3.     The news of the MSC ships should have included an update on the Brooklyn Cruise Terminal shorepower situation – way overdue to be fixed as Eric Adams, while Brooklyn Borough President, committed $750,000 April 2021 to fixing it.

Late April 2023: The EDC released an RFP for Pier 11, Atlantic Basin - Anchor Tenant Sub-Lease. The space occupied by our flagship, the tanker MARY A. WHALEN is available in the lease, meaning no home for PortSide is guaranteed, and we clarified during the EDC’s site visit that no home is guaranteed. The RFP expresses interest in a last-mile facility, though unlike the other ones currently built or being built in Red Hook calls, for use of the waterways (waterborne freight). This aligns with the freight plan announced by Mayor de Blasio in the last days of his term called Delivering Green which proposed that NYC Ferries “moonlight” and move last mile freight at night, after the hours of passenger service. Note that the EDC is currently building a large homeport for NYC Ferry in Atlantic Basin so a part of their ferry fleet would be here on site, next to a mostly empty warehouse, next to the Red Hook Container Terminal that has already done a test run with UPS for moving tractor trailers across the harbor by barge.
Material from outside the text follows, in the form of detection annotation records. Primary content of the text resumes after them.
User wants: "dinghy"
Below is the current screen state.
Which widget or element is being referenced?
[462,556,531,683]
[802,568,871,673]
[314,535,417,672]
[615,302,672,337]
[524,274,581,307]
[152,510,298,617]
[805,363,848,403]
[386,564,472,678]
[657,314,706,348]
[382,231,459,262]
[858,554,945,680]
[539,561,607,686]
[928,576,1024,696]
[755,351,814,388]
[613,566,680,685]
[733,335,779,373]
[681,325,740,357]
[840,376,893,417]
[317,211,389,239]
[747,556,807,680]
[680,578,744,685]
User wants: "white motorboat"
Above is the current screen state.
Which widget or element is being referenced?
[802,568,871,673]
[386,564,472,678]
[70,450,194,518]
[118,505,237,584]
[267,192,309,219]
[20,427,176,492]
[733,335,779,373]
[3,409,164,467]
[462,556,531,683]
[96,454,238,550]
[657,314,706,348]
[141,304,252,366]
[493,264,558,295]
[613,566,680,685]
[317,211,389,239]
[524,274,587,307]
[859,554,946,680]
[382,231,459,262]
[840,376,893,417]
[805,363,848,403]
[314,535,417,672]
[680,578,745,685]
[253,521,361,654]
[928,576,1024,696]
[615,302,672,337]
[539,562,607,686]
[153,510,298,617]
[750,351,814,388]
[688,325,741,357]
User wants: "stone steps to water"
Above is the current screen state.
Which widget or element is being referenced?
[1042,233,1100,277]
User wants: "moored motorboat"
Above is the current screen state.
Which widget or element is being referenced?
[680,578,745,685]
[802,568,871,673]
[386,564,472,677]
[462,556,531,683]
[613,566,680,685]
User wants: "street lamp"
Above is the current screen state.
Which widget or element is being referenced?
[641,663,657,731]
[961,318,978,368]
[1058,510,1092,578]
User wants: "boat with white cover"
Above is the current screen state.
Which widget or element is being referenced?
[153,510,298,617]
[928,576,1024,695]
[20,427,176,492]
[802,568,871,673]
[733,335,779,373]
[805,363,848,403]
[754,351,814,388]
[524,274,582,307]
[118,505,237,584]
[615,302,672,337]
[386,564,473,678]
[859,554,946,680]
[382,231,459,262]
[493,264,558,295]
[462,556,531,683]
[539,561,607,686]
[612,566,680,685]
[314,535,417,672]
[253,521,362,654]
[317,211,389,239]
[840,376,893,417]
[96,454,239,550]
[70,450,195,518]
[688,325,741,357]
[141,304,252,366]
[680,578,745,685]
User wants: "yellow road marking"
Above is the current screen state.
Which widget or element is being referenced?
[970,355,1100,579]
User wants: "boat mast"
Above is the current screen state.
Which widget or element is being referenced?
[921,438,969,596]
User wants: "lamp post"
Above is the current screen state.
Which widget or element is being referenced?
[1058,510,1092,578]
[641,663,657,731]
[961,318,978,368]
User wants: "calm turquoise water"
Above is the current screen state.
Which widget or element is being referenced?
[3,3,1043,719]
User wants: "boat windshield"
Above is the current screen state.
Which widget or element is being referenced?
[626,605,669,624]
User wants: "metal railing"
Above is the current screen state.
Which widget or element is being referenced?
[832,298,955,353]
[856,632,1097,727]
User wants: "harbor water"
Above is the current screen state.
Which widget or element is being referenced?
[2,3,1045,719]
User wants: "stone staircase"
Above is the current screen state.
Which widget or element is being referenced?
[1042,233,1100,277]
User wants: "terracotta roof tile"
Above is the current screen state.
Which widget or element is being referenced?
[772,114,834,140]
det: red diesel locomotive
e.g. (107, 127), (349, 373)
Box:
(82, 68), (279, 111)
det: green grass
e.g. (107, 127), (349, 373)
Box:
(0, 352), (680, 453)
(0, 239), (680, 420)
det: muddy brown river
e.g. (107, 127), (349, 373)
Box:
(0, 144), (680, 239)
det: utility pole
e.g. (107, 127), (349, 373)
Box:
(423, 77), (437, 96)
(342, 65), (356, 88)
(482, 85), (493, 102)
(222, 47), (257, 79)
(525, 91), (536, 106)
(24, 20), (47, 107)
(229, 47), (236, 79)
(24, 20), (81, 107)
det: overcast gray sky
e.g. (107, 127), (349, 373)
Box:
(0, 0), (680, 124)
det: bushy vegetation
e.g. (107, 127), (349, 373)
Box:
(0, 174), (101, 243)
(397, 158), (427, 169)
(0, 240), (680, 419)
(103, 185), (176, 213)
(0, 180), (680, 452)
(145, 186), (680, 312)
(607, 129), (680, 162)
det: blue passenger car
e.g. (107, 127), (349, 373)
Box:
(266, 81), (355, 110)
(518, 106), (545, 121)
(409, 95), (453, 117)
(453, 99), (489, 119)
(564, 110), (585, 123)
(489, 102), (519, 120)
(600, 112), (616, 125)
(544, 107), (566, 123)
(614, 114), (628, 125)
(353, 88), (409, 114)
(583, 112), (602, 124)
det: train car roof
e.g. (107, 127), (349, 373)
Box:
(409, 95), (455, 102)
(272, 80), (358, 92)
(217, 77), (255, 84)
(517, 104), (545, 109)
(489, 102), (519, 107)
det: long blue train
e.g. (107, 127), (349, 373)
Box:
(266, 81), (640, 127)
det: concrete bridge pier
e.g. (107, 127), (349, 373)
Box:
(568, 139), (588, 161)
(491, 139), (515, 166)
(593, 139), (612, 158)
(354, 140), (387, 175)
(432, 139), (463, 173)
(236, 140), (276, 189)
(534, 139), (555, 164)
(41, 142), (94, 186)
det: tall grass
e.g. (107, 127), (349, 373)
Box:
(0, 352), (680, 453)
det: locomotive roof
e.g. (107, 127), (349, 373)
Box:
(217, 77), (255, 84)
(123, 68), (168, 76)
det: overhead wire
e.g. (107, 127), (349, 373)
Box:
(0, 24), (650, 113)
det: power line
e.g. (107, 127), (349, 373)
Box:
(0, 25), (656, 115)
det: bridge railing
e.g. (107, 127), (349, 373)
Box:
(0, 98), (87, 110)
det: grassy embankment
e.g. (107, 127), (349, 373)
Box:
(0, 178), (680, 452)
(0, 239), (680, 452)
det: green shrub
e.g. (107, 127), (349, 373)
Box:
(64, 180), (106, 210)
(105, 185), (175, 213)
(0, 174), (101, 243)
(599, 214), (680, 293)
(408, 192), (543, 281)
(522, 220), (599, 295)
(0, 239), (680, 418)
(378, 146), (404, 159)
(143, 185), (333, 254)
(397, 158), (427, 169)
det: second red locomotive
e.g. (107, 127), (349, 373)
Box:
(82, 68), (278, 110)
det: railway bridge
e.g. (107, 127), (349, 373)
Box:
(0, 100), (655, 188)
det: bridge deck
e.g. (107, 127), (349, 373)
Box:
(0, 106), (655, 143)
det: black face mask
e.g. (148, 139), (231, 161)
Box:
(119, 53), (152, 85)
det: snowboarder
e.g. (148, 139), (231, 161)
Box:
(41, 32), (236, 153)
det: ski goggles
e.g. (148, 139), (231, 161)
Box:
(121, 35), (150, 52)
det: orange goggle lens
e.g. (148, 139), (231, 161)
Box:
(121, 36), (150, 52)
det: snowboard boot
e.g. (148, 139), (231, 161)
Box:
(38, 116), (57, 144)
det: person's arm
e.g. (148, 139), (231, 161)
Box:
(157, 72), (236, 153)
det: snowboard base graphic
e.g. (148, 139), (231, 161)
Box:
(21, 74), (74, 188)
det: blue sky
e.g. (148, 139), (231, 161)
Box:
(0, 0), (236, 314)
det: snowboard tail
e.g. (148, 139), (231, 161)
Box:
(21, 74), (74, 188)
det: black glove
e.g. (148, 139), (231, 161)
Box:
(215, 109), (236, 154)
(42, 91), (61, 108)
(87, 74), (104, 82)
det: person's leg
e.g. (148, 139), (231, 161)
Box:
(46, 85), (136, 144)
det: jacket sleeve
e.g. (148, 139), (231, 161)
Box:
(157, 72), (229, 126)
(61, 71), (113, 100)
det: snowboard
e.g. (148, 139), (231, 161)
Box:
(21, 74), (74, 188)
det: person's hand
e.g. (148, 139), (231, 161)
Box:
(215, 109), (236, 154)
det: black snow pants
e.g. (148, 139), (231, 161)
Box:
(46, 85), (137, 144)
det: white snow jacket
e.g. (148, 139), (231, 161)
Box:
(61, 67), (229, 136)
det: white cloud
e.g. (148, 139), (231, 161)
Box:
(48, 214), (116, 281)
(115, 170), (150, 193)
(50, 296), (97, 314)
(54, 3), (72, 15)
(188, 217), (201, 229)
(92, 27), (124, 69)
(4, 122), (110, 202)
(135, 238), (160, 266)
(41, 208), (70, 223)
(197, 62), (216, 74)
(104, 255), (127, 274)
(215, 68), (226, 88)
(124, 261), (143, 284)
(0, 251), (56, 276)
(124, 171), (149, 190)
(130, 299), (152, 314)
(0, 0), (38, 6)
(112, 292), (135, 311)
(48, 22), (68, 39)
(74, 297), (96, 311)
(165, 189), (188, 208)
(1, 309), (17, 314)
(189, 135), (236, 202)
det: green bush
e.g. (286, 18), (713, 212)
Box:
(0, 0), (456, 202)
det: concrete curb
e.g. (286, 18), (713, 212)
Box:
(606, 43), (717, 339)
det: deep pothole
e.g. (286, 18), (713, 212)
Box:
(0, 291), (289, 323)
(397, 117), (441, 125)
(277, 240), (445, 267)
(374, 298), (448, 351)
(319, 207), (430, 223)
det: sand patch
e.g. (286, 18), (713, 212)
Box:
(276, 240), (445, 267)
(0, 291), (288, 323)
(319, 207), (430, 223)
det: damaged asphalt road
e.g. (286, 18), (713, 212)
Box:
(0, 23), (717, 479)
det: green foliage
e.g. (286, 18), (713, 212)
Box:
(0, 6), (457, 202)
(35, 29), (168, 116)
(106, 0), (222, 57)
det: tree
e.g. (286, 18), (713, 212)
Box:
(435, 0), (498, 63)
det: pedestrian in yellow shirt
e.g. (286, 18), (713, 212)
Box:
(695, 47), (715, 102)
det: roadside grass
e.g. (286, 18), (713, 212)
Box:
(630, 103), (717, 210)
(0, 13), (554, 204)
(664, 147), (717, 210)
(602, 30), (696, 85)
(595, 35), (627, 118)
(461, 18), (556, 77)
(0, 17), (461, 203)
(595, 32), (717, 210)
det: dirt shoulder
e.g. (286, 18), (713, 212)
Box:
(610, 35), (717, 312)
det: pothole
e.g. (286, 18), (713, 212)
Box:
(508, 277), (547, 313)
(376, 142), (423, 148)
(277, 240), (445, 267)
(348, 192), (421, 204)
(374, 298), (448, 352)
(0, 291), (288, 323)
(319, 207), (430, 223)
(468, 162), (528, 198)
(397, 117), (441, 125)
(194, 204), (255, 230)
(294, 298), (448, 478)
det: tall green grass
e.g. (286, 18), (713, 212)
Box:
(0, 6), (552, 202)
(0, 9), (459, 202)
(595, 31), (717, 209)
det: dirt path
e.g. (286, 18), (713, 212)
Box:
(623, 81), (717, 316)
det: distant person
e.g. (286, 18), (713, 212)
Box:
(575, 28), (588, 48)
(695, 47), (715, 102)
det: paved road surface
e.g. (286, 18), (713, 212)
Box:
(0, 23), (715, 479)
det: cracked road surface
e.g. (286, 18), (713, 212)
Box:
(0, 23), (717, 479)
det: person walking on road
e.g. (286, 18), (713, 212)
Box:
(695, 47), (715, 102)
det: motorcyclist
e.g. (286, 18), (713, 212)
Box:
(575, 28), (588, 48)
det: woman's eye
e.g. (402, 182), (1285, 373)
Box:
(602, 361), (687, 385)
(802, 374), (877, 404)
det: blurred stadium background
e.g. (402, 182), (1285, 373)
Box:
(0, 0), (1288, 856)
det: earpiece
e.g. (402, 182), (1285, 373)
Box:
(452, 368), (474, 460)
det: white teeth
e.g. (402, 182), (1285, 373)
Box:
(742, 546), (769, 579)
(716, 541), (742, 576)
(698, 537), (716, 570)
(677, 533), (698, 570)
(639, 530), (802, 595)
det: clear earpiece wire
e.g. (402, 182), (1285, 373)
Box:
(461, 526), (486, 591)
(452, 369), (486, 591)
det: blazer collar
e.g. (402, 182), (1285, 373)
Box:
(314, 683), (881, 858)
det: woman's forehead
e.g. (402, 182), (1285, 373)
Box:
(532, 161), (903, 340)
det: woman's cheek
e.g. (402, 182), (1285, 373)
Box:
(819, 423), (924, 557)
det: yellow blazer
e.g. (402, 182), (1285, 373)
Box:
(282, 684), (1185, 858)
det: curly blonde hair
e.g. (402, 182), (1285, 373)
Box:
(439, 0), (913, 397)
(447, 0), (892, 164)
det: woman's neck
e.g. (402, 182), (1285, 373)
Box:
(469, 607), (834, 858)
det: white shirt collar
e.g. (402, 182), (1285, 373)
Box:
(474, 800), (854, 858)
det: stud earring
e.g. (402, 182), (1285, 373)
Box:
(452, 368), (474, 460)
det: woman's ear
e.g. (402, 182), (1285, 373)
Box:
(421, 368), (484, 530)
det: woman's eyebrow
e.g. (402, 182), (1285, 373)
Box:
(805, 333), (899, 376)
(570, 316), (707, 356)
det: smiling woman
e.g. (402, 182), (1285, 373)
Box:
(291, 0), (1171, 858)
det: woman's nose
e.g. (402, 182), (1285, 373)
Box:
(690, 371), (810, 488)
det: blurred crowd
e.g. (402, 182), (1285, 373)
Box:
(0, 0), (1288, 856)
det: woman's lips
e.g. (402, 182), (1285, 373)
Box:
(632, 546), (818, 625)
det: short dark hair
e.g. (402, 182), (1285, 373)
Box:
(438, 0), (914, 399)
We also note that UPS has not built on the former site of the Lidgerwood complex that occupies two blocks of space north of Valentino Park and abuts the Brooklyn Cruise Terminal Wolcott Street entrance. The EDC also received a $5.16MM grant from the federal DOT Maritime Administration (MARAD) to build landings to receive freight being distributed locally. Many things thus suggest that the RFP seeks a maritime-focused last-mile facility.

PortSide has advocated for waterborne freight (also called “marine highway”) since we were founded in 2005 (see pages 3 and 4 of this 2006 testimony), and we have done extensive research into how the current last-mile facilities built and planned for Red Hook and Sunset Park could use the marine highway. See our 2023 blogpost here. However, we do not think that the execution of the marine highway idea should cost PortSide a home. A better plan would enable the growth of this maritime nonprofit, which consistently comes up good ideas and delivers impactful and award-winning programs. The EDC has for years cherrypicked from PortSide plans and recommendations and put those ideas in their RFPs and work without enabling PortSide, the source of such good ideas, to thrive. The EDC should finally fulfill promises to Red Hook and PortSide going back to 2008 for a right-sized PortSide. Those plans we recap in our blogpost about the 2018 business plan for building space here that we did at the EDC’s request.